I Did Not Marry a Trash Collector
The first summer of my relationship with my now-husband—an enchanted summer, naturally—he was acting in New York City, playing Bottom in A Midsummer Night’s Dream and Jack in The Importance of Being Earnest. I was a country girl from Northern Ontario who’d seen only one professional play in my life (and that was one in which he starred, the first time I ever laid eyes on him).
I’d packed all my belongings into my backpack and shouldered my guitar—in a backpack carrying case, naturally—and taken the train from Toronto to New York to be with this man. And thus began my immersion in the world of actors.
Plays seen again and again; pubs afterward to analyze the plays, the process, the director’s vision or lack of it; gruelling tours, vans and hotel rooms and shows in Asheville and Atlanta and small-town Tennessee; long-distance relationship as a matter of course; the constant uncertainty of when the next job will be and where it will be and how the bills will be paid; filming in Times Square in an Armani suit one day—or performing at the White House, or being feted by luminaries—and the next day, you’re unemployed with no idea if you’ll ever work again.
And always, always, the art. The transcendent music of Shakespeare’s language, the story illuminated on a stage.
In the last two decades, I’ve often been the one non-actor at a table of actors. Struggling, especially in my insecure twenties, to contribute to conversation that is all about making the show. Struggling with the invisibility and solitariness of my own art form, and envying the legitimacy of the actors’ presence in a company, their employment by a theatre, their designated role. Their collaborative, co-creative work.
What did I have? A notebook, a pen, a deep desire to write novels. (Also, back then, very little confidence or knowledge of how to do it.)
This summer it’s 20 years since I took that train to NYC, and I’ve since married the actor and lured him to Canada, where he is now the artistic director of the St. Lawrence Shakespeare Festival. We can call it a loving nod to our 20th anniversary or at least serendipity that the plays he chose for this year’s festival season are A Midsummer Night’s Dream and The Importance of Being Earnest. The same two plays I watched him in that first enchanted summer together 20 years ago.
This year’s acting company arrived in town to begin rehearsal two weeks ago, and last night I hung out once again in a room full of actors. These days I’m considerably more comfortable in the theatre world and in my own artistic practice, and I’ve also long since found literary community and spent plenty of time at tables with other writers.
This summer, with my debut novel’s publication on the horizon, when I get the inevitable question in theatre circles of whether I too am an actor, I’m deriving some amusement from saying, “No, I just embed myself in their lives and steal their experiences for my own art.”
Because that, it turns out, is kind of what I’ve done. My husband jokes that our relationship is the most dedicated project of immersive research ever, because the novel that’s coming out next year is about actors. The Mother Act wouldn’t exist without Richard, without the life I didn’t quite realize I was entering when I boarded that train.
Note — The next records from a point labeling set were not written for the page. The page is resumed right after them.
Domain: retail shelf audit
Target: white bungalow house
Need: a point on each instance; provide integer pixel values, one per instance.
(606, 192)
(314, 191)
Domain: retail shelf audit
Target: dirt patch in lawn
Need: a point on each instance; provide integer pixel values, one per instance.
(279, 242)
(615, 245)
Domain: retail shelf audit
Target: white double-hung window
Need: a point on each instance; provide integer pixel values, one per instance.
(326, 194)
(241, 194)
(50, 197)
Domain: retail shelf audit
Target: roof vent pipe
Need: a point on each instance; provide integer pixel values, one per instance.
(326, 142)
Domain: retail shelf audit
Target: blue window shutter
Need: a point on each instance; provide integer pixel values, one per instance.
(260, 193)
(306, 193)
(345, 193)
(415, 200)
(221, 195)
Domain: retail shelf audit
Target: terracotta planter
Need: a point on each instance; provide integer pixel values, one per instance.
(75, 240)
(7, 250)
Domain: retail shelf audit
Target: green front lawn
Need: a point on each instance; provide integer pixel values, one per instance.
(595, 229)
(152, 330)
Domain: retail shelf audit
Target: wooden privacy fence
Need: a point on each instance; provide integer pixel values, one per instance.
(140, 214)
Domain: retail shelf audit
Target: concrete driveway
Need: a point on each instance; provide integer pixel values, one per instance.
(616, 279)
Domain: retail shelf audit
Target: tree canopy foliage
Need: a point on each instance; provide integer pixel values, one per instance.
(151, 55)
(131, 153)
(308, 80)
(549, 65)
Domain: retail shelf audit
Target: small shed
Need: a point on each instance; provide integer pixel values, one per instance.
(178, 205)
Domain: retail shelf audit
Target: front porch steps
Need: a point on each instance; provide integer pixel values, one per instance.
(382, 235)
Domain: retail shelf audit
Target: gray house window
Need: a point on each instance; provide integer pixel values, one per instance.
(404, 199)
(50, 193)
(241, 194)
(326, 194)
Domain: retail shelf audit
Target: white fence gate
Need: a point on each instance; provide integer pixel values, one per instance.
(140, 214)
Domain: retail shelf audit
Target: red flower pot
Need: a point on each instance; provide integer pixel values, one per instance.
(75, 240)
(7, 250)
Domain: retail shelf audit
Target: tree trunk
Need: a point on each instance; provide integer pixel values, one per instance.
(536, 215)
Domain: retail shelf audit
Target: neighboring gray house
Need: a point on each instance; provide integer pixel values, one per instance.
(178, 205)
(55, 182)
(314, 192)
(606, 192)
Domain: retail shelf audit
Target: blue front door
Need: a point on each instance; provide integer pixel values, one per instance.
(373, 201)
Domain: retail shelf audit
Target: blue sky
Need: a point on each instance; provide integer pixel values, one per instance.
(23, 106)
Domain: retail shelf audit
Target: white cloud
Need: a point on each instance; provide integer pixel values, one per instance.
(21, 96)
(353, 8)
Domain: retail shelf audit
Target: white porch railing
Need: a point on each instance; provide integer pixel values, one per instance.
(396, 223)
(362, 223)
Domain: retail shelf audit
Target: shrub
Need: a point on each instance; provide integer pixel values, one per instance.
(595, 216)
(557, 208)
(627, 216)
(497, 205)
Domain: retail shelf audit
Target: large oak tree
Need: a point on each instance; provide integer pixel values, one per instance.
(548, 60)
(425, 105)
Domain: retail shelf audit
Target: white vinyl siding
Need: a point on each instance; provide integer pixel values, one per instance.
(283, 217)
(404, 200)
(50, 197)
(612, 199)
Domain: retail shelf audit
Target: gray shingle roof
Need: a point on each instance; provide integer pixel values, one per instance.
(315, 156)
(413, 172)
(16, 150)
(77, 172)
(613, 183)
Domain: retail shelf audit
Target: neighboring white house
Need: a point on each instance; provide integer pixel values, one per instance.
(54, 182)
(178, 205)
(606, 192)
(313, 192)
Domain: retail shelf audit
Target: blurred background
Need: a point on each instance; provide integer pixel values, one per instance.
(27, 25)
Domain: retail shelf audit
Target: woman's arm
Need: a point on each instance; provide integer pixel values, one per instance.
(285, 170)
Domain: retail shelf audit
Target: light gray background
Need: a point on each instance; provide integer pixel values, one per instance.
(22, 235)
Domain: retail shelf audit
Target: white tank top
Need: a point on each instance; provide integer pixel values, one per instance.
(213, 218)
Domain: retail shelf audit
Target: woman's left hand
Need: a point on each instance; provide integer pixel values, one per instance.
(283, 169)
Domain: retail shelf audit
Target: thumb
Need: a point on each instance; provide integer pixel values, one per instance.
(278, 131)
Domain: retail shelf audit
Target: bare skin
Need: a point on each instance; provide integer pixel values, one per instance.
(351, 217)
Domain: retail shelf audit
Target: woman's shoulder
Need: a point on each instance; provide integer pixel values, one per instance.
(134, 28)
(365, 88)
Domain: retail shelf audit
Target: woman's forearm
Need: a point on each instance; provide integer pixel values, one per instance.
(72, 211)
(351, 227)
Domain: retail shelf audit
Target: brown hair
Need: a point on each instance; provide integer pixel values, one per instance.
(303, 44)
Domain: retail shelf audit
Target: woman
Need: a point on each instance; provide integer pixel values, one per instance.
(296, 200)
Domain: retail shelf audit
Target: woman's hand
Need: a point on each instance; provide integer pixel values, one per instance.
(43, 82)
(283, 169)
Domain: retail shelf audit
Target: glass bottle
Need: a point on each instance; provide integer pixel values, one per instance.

There have been challenges in our life together, times when being with an actor (sorry, darling) has felt like a terrible life choice. The long separations, the instability and uncertainty and financial precarity, the difficulties of balancing two demanding creative vocations that did not always feel like they gave back enough to justify the sacrifices. I’ve reflected more than once on the phone call early in our relationship when a garbage truck clunked in the background on Richard’s end and he remarked that the trash collectors probably made more than he did, and I laughed. Obviously he was joking. I was in love with an actor—so much more glamorous than being in love with a trash collector!
He was not joking.
If I had married a lawyer or a doctor or a trash collector, would my life and my artistic path have been easier?
I’ve noticed a pattern in my own writing and in my coaching with other writers: your biggest challenges, the things in life that can feel like they’re keeping you from the flow and ease you dream of in your practice—that’s your material. That’s your creative gift.
Not that I would say being with an actor is my biggest challenge. Mothering, though, and a deeply restrictive patriarchal religious upbringing? Those have definitely been two of the hardest things I’ve had to swim through, things that have felt some days like they’ve kept me from doing and being and becoming what I most need to do and be and become. They also happen to be two other cornerstones of The Mother Act.
My material. My creative gift.
If you’re local to Eastern Ontario, come see A Midsummer Night’s Dream and The Importance of Being Earnest at the St. Lawrence Shakespeare Festival this summer. They really are enchanting plays. Being with actors actually is, a lot of the time, pretty awesome.
Posted with love and thanks to my husband, whom I just asked to read this to make sure I wasn’t saying anything too bad about him (such as “being with an actor has felt like a terrible life choice”), who said, “I’m not going to censor you!”